1 (Choses). Délimiter un terrain par des bornes, des marques. ⇒ Limiter, marquer. || Borner un champ, une propriété. || Borner un chemin (⇒ Bornage).
1 Vous ne pourrez pas empêcher les trois moutons de Clodius d'y passer (…) en traversant vos terres (…) Le chemin est à tout le monde…
— Dans ce cas (…) je le bornerai (…)
H. Bosco, le Mas Théotime, V, p. 123.
♦ (Sujet n. de chose). Limiter. ⇒ Border, confiner (à), terminer. || Les pierres, les poteaux, la clôture qui borne son champ.

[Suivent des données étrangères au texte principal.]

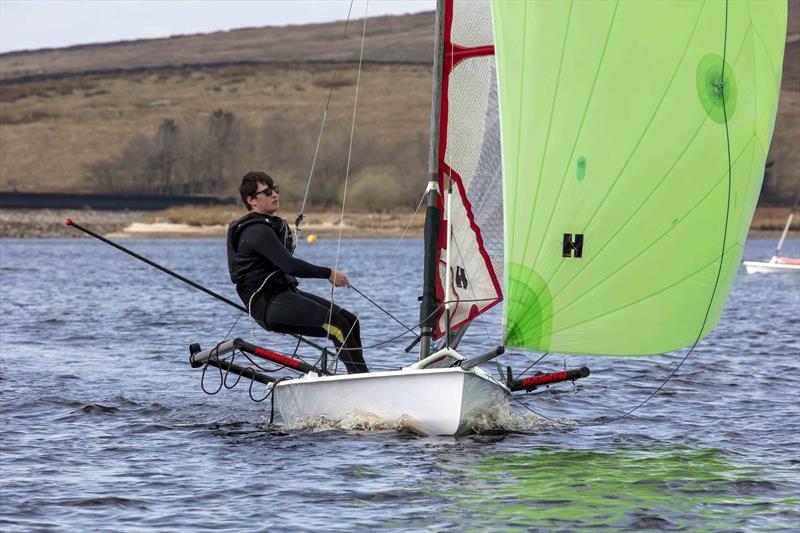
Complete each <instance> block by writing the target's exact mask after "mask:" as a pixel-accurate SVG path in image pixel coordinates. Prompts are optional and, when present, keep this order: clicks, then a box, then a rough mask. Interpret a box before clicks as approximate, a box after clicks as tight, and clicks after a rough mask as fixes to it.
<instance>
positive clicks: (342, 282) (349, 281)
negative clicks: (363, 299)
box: [328, 269, 351, 289]
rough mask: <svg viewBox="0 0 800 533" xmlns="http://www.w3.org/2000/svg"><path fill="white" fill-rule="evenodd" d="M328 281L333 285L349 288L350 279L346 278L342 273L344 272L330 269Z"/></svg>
mask: <svg viewBox="0 0 800 533" xmlns="http://www.w3.org/2000/svg"><path fill="white" fill-rule="evenodd" d="M328 281H330V282H331V283H333V286H334V287H347V288H348V289H349V288H350V286H351V285H350V280H349V279H347V276H345V275H344V272H337V271H336V270H334V269H331V277H329V278H328Z"/></svg>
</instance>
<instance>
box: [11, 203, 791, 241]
mask: <svg viewBox="0 0 800 533" xmlns="http://www.w3.org/2000/svg"><path fill="white" fill-rule="evenodd" d="M196 210H197V209H196V208H172V209H167V210H165V211H159V212H152V211H101V210H93V209H80V210H75V209H0V238H22V239H24V238H52V237H70V238H78V237H86V235H84V234H83V233H82V232H80V231H76V230H75V229H74V228H70V227H68V226H67V225H66V224H65V221H66V219H67V218H73V219H74V220H75V221H76V222H77V223H79V224H82V225H85V226H87V227H89V228H90V229H92V230H93V231H95V232H97V233H100V234H101V235H105V236H107V237H109V238H114V239H126V238H148V239H149V238H198V239H203V238H224V237H225V234H226V231H227V225H228V222H229V221H232V220H235V219H236V218H238V217H239V216H241V215H242V214H243V212H240V210H239V209H237V208H230V207H228V208H222V209H211V210H208V208H204V209H203V215H204V216H203V217H202V219H198V217H197V216H194V215H195V211H196ZM776 211H780V213H778V212H776ZM788 212H789V209H788V208H759V209H758V210H756V214H755V216H754V217H753V224H752V225H751V227H750V231H749V233H748V238H775V239H777V238H779V237H780V235H781V231H782V230H783V226H784V224H785V221H786V216H788ZM414 215H415V214H414V213H412V212H410V211H405V212H395V213H351V214H347V215H345V216H344V224H342V225H340V224H339V219H340V213H336V212H316V213H306V215H305V223H304V224H303V227H302V235H303V238H305V237H308V236H310V235H315V236H316V237H318V238H334V239H335V238H338V237H339V233H340V231H341V235H342V238H346V239H358V238H398V237H400V236H401V235H403V233H404V232H405V235H406V237H409V238H422V236H423V231H422V230H423V225H424V213H422V212H417V213H416V215H415V216H414ZM284 216H285V217H287V215H286V213H284ZM412 216H413V217H412ZM291 218H292V217H291V215H289V216H288V217H287V220H289V221H290V222H291ZM798 218H800V217H798ZM187 220H192V221H194V222H197V223H196V224H189V223H187V222H186V221H187ZM787 238H789V239H799V238H800V220H795V221H794V224H792V228H791V229H790V231H789V233H788V235H787Z"/></svg>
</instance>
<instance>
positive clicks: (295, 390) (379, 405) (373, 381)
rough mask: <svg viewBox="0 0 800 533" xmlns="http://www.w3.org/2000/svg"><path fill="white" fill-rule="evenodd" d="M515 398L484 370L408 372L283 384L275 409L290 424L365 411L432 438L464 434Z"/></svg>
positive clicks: (340, 419)
mask: <svg viewBox="0 0 800 533" xmlns="http://www.w3.org/2000/svg"><path fill="white" fill-rule="evenodd" d="M509 394H510V393H509V390H508V389H507V388H506V387H505V386H504V385H502V384H500V383H499V382H497V381H495V380H494V379H492V378H491V377H490V376H489V375H488V374H486V373H485V372H483V371H482V370H480V369H478V368H474V369H471V370H467V371H465V370H462V369H461V368H458V367H454V368H442V369H424V370H418V369H412V368H407V369H404V370H398V371H392V372H372V373H369V374H350V375H338V376H324V377H318V376H316V375H314V374H309V375H306V376H304V377H302V378H297V379H291V380H287V381H282V382H280V383H279V384H278V385H276V387H275V406H276V407H277V409H278V412H279V413H280V415H281V417H282V418H283V420H284V422H289V423H291V422H295V421H299V420H304V419H314V418H319V417H325V418H326V419H328V420H331V421H339V420H342V419H344V418H346V417H347V416H348V415H352V414H354V413H365V414H370V415H374V416H377V417H378V418H380V419H381V420H383V421H384V422H385V423H387V424H389V425H394V424H396V423H397V422H398V421H402V423H403V425H404V426H406V427H410V428H411V429H413V430H415V431H417V432H419V433H423V434H426V435H459V434H463V433H468V432H469V431H470V430H471V429H472V424H473V423H474V422H476V421H478V420H479V419H482V418H483V417H491V416H493V415H495V414H498V413H502V412H504V410H506V409H507V408H508V396H509ZM401 419H402V420H401Z"/></svg>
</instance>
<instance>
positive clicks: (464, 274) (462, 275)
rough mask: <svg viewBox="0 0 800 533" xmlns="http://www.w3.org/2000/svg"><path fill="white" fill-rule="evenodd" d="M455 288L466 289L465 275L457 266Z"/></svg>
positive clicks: (456, 268) (466, 273)
mask: <svg viewBox="0 0 800 533" xmlns="http://www.w3.org/2000/svg"><path fill="white" fill-rule="evenodd" d="M456 287H458V288H460V289H466V288H467V273H466V272H465V271H464V269H463V268H461V267H459V266H457V267H456Z"/></svg>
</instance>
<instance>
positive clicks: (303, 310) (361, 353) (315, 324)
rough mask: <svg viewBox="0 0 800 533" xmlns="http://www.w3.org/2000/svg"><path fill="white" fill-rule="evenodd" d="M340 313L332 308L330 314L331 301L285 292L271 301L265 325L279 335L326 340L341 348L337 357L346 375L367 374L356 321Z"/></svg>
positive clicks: (290, 291)
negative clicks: (275, 331)
mask: <svg viewBox="0 0 800 533" xmlns="http://www.w3.org/2000/svg"><path fill="white" fill-rule="evenodd" d="M343 311H344V310H343V309H341V308H340V307H339V306H336V305H334V306H333V312H331V308H330V302H328V301H327V300H325V299H323V298H319V297H317V296H314V295H311V294H308V293H302V292H299V291H293V290H286V291H283V292H280V293H278V294H276V295H275V296H274V297H273V298H272V301H270V303H269V306H268V307H267V310H266V315H265V317H264V322H265V323H266V325H267V327H268V328H269V329H271V330H273V331H277V332H279V333H294V334H299V335H307V336H310V337H327V338H329V339H331V340H332V341H333V343H334V345H335V346H336V348H337V349H341V350H340V351H339V358H340V359H341V360H342V362H343V363H344V365H345V367H346V368H347V372H348V373H350V374H353V373H359V372H369V370H368V369H367V365H366V363H365V362H364V357H363V355H362V353H361V339H360V337H359V334H360V332H359V331H358V320H357V319H356V317H355V316H354V315H353V314H352V313H349V312H343ZM345 313H346V314H345ZM348 332H349V333H350V334H349V335H348Z"/></svg>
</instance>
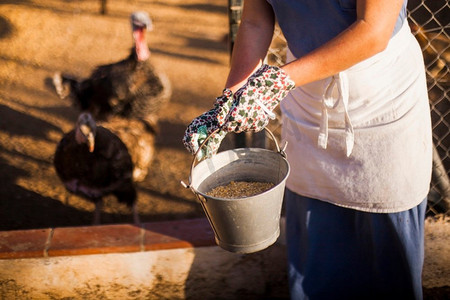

♦ Par ext. (éléments naturels, limite abstraite). || Terre bornant un bois. || Chemin, fossé, haie qui borde une vigne. — Frontières bornant un pays. || La mer et les Alpes bornent l'Italie (Académie).
2 J'avais franchi les monts qui bornent cet État,
Et trottais comme un jeune rat (…)
La Fontaine, Fables, VI, 5.
3 L'Euphrate bornera son empire et le vôtre.
Racine, Bérénice, III, 1.
2 (Personnes). Avoir (telle limite) à sa propriété. || Je suis borné par un cours d'eau (Littré). || « Il acheta la pièce de terre qui le bornait au couchant » (Académie).
3 Arrêter, limiter. || Les montagnes bornant l'horizon, la vue. — REM. Cette acception est plus fréquente au passif et au p. p. (→ ci-dessous, Borné).
4 Si vous m'aimez, Seigneur, nos mers et nos montagnes
Doivent borner nos vœux, ainsi que nos Espagnes (…)
Corneille, Sertorius, IV, 2.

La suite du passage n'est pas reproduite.